Não faz o menor sentido, se meu pai é tão perigoso como dizem que é, ele não deixaria Bill ter feito o que fez sem nenhuma consequência, essa história está muito mal contada.

- foi por Georgia que seu pai não fez nada, eles se conheceram no Blue's e logo se apaixonaram, sua mãe era uma mulher tão bondosa - ela sorria ao falar da minha mãe, um sorriso sincero e carregado de saudade - mas ao mesmo tempo tão teimosa, que deixava seu pai louco, quando eles de fato começaram a se relacionar foi mais ou menos na mesma época em que Eleonora fugiu -

- você parece saber muito sobre eles - questionei para descobrir como ela sabe tanto

- fui governanta do seu pai por longos anos, Elizabeth - seus olhos se encheram de lágrimas - eu presenciei tudo, dos momentos mais felizes aos mais dolorosos, de ambas as famílias, Carlini e Piattelli -

- você e minha mãe eram amigas, não eram? vejo saudade em seus olhos quando fala dela -

- éramos sim - respirou profundamente olhando para o teto para conter as lágrimas - continuando... antes de fugir Eleonora deixou Bill como sócio de vários negócios, a princípio não desconfiaram e ele mesmo fez questão de deixar claro que não sabia de absolutamente nada, mas seu pai muito astuto colocou vários homens para segui-lo e foi assim que descobriram o caso dos dois, mas Eleonora fugiu antes de ser pega, Bill não teve tanta sorte -

- e meu pai não fez nada? - questionei mais uma vez

- eu já vou chegar nessa parte, seu pai manteve Bill trancado neste mesmo porão o espancando dia e noite, quase morreu de tanto que apanhou, e mesmo com o rosto completamente deformado não revelou a localização de Eleonora - Irene remexia na cadeira se lembrando do que aconteceu e se pudesse tenho certeza que sairia correndo daqui, não deve ter sido algo agradável de se ver - enquanto tudo isso acontecia sua mãe te teve em segredo, e por segurança manteve contato com seu pai de forma discreta. Mas por um triste descuido, Eleonora a encontrou e descobriu que tinha um enteada, Georgia a fez acreditar que Martino não sabia nada sobre você e que eles haviam terminado antes dele notar a barriga. Era o sonho de Eleonora ter um herdeiro Piattelli, mas era infértil, então de forma impiedosa ela matou a sua mãe por vingança e inveja -

- ela matou a minha mãe? como ela pode? - estava tentando segurar as lágrimas mas não consegui, a dor da decepção não se compara a dor que sinto pelo que aconteceu com minha mãe, Eleonora é um monstro

- quando sua mãe foi capturada você estava com ela, e como Martino em tese não poderia saber que Georgia ficou grávida, para te manter segura, ele teve que fazer algo que nem eu imaginei que conseguiria, ele libertou Bill do cárcere. Bolou um plano com seus homens para que Bill fugisse acreditando que fez isso sozinho -

Isso explica tanta coisa, eu entendo que foi para minha segurança mas eu já sou madura o suficiente para compreender as coisas, me dói saber que nem minha tia e muito menos Heron confiaram nisso. Me dói saber que minha vida foi uma mentira inventada e omitida.

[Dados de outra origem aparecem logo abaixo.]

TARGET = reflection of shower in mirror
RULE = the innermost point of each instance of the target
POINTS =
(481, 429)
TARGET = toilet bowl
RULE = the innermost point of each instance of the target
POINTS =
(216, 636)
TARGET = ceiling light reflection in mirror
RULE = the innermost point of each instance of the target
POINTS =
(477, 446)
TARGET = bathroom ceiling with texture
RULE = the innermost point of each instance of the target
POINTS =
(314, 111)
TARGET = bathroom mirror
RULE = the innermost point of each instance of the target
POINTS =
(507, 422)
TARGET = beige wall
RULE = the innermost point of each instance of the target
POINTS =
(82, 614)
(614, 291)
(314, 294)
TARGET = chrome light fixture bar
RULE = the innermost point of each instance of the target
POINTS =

- Eleonora te entregou a Margot com duas condições: que você fosse criada por perto e que Martino nunca soubesse que tem uma herdeira além dela, prometendo que assim você poderia viver uma vida normal, uma manobra para negociar com Martino em caso de necessidade -

- eu me-merecia saber - foi só o que eu consegui dizer entre soluços, minha vida agora está longe de ser normal.

- não fique chateada, por favor - Irene também não conseguiu conter as lágrimas e se sentou ao meu lado para me reconfortar, o seu abraço carinhoso era tudo o que eu precisava.